Learning From Past Mistakes

On Tuesday, The Federalist posted an article about the work requirements added to Medicaid in the One Big Beautiful Bill.

The article reports:

President Ronald Reagan famously embraced the Russian proverb “Trust, but verify” during negotiations with the Soviet Union over nuclear arms reductions. Reagan understood that when there are incentives to cheat, verification is essential.

That same principle applies to government welfare programs, including the forthcoming Medicaid work requirements. In the Working Families Tax Cut Act — also known as the One Big Beautiful Bill — Congress required able-bodied, working-age adults to work, volunteer, or participate in job training to receive Medicaid unless they qualify for an exemption. More than 80 percent of Americans support such requirements.

…Unfortunately, some states are gearing up to permit applicants (or intermediaries enrolling them on their behalf) to self-attest to meeting the requirements or qualifying for an exemption. These states would permit applicants to simply check a box without verification.

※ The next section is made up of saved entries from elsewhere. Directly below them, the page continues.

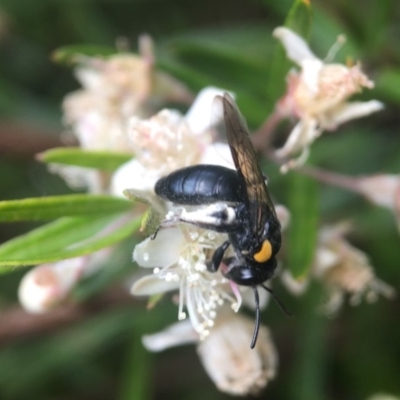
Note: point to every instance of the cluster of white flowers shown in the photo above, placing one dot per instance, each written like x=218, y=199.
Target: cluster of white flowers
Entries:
x=343, y=269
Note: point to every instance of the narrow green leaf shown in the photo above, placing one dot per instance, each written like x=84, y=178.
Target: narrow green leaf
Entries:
x=299, y=18
x=52, y=207
x=388, y=83
x=303, y=206
x=103, y=160
x=66, y=238
x=70, y=54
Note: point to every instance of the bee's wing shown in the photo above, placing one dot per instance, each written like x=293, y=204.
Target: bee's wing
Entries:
x=245, y=159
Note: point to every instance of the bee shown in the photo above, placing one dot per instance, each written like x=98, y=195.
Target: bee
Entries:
x=236, y=202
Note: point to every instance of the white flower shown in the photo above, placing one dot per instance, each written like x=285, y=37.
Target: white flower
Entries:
x=383, y=190
x=317, y=96
x=47, y=285
x=114, y=89
x=343, y=268
x=169, y=141
x=178, y=258
x=231, y=364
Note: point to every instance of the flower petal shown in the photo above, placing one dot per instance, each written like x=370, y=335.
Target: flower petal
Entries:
x=229, y=361
x=296, y=47
x=174, y=335
x=163, y=251
x=132, y=175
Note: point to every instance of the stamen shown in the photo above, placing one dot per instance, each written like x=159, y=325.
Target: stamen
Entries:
x=340, y=41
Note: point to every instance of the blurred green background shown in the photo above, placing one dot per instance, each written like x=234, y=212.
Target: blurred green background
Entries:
x=93, y=351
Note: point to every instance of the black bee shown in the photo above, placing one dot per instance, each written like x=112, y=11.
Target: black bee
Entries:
x=237, y=203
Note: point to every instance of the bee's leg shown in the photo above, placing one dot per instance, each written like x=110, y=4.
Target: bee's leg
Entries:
x=217, y=257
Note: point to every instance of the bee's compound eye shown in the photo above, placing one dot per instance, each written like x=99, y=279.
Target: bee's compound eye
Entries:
x=265, y=253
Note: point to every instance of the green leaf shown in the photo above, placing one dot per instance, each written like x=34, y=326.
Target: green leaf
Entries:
x=69, y=55
x=299, y=19
x=103, y=160
x=52, y=207
x=66, y=238
x=388, y=83
x=303, y=206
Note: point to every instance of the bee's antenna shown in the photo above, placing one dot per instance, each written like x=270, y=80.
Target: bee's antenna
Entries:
x=257, y=324
x=280, y=304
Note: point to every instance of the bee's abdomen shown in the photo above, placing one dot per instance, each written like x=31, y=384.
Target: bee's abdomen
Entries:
x=201, y=184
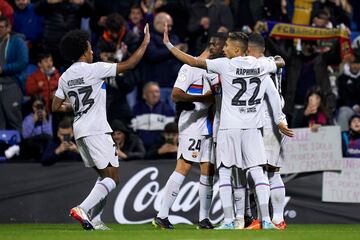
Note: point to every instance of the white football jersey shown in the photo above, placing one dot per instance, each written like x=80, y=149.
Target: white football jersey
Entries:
x=192, y=81
x=244, y=81
x=82, y=83
x=268, y=120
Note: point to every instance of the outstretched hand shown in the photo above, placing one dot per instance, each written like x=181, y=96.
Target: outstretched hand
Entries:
x=166, y=34
x=285, y=130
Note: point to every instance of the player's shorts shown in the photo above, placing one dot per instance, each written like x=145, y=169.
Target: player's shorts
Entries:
x=195, y=148
x=273, y=141
x=242, y=148
x=98, y=151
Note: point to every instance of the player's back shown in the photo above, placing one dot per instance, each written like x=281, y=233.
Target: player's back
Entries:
x=243, y=81
x=82, y=84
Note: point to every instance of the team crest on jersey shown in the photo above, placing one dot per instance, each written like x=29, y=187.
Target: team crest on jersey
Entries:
x=242, y=110
x=194, y=154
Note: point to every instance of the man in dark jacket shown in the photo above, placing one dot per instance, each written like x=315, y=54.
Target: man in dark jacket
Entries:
x=128, y=145
x=60, y=17
x=13, y=61
x=304, y=70
x=151, y=115
x=349, y=92
x=206, y=18
x=159, y=64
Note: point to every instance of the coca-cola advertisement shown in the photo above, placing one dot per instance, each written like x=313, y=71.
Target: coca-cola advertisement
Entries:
x=34, y=194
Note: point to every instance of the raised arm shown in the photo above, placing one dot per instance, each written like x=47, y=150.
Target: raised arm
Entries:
x=183, y=57
x=275, y=103
x=137, y=55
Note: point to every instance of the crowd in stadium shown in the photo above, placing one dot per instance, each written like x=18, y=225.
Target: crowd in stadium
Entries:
x=320, y=85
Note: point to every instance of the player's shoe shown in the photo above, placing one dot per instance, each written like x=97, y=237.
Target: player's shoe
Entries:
x=225, y=226
x=205, y=224
x=80, y=215
x=239, y=223
x=281, y=225
x=267, y=225
x=248, y=220
x=162, y=223
x=255, y=225
x=101, y=226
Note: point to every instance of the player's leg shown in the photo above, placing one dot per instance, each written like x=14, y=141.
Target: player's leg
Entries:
x=225, y=192
x=207, y=170
x=239, y=191
x=254, y=158
x=171, y=190
x=277, y=197
x=98, y=152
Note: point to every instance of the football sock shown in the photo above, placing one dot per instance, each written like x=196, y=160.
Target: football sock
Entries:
x=205, y=196
x=171, y=191
x=277, y=196
x=99, y=192
x=262, y=190
x=248, y=212
x=225, y=190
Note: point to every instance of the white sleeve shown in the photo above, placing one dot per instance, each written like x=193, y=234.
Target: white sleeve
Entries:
x=274, y=100
x=184, y=78
x=268, y=64
x=218, y=65
x=103, y=70
x=60, y=91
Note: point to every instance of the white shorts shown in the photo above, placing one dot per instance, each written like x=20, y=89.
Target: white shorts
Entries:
x=98, y=150
x=242, y=148
x=273, y=142
x=195, y=148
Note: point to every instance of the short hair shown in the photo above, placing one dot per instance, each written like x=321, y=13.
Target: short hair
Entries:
x=171, y=127
x=257, y=40
x=114, y=22
x=74, y=44
x=5, y=19
x=65, y=123
x=151, y=83
x=240, y=37
x=222, y=36
x=42, y=56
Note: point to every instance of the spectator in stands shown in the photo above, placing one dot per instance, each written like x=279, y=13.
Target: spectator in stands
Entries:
x=165, y=147
x=351, y=138
x=102, y=8
x=128, y=145
x=349, y=92
x=159, y=64
x=27, y=22
x=137, y=20
x=206, y=18
x=303, y=70
x=116, y=35
x=60, y=16
x=62, y=147
x=37, y=130
x=7, y=10
x=13, y=61
x=44, y=80
x=315, y=113
x=117, y=89
x=151, y=114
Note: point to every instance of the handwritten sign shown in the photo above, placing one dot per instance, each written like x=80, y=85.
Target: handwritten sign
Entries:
x=313, y=151
x=343, y=186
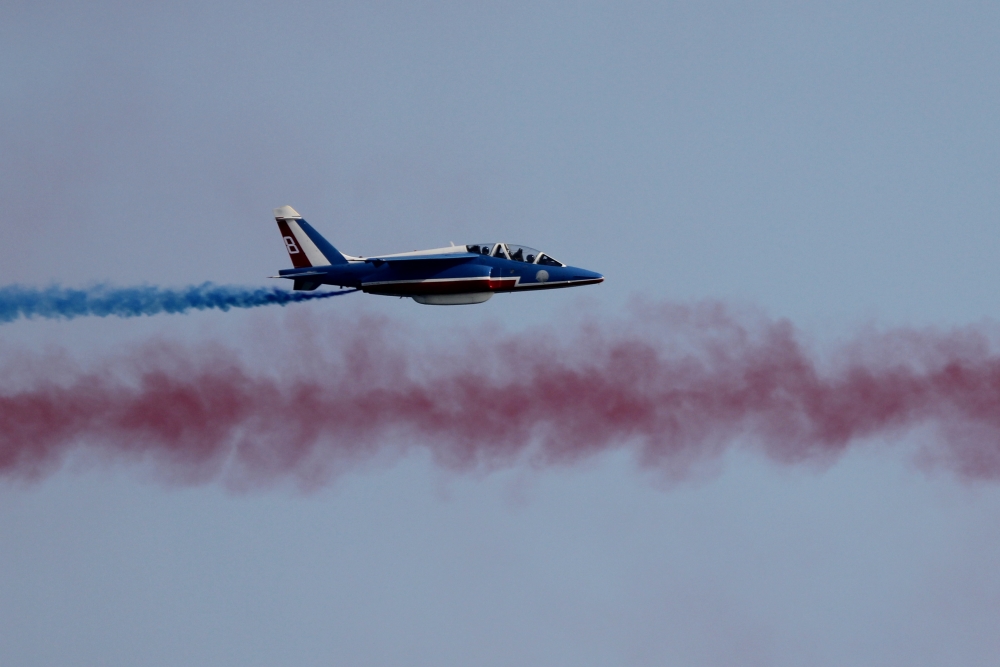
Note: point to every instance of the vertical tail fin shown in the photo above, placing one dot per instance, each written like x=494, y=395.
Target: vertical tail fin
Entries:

Failing to verify applicant information has led to widespread improper enrollment and fraud in other programs. The massive improper enrollment in the Affordable Care Act (ACA) proves that when the government weakens verification standards, including through self-attestation, improper enrollment rises dramatically.

The article concludes:

This year, the Trump administration has rightly targeted fraud and reversed Biden policies that enabled improper ACA enrollment to skyrocket. Allowing self-attestation in Medicaid would return us to the Biden administration’s policy failures. The American people overwhelmingly support commonsense work requirements for able-bodied adults receiving welfare benefits, not policies that can be so easily gamed. When spending other people’s money on other people, verification — not blind trust — is the prudent policy.

It does no good to pass a law with a work requirement if you don’t enforce the work requirement. Not verifying the work requirement will simply open the door for more of the massive fraud that has been uncovered by Vice-President J.D. Vance’s anti-fraud task force.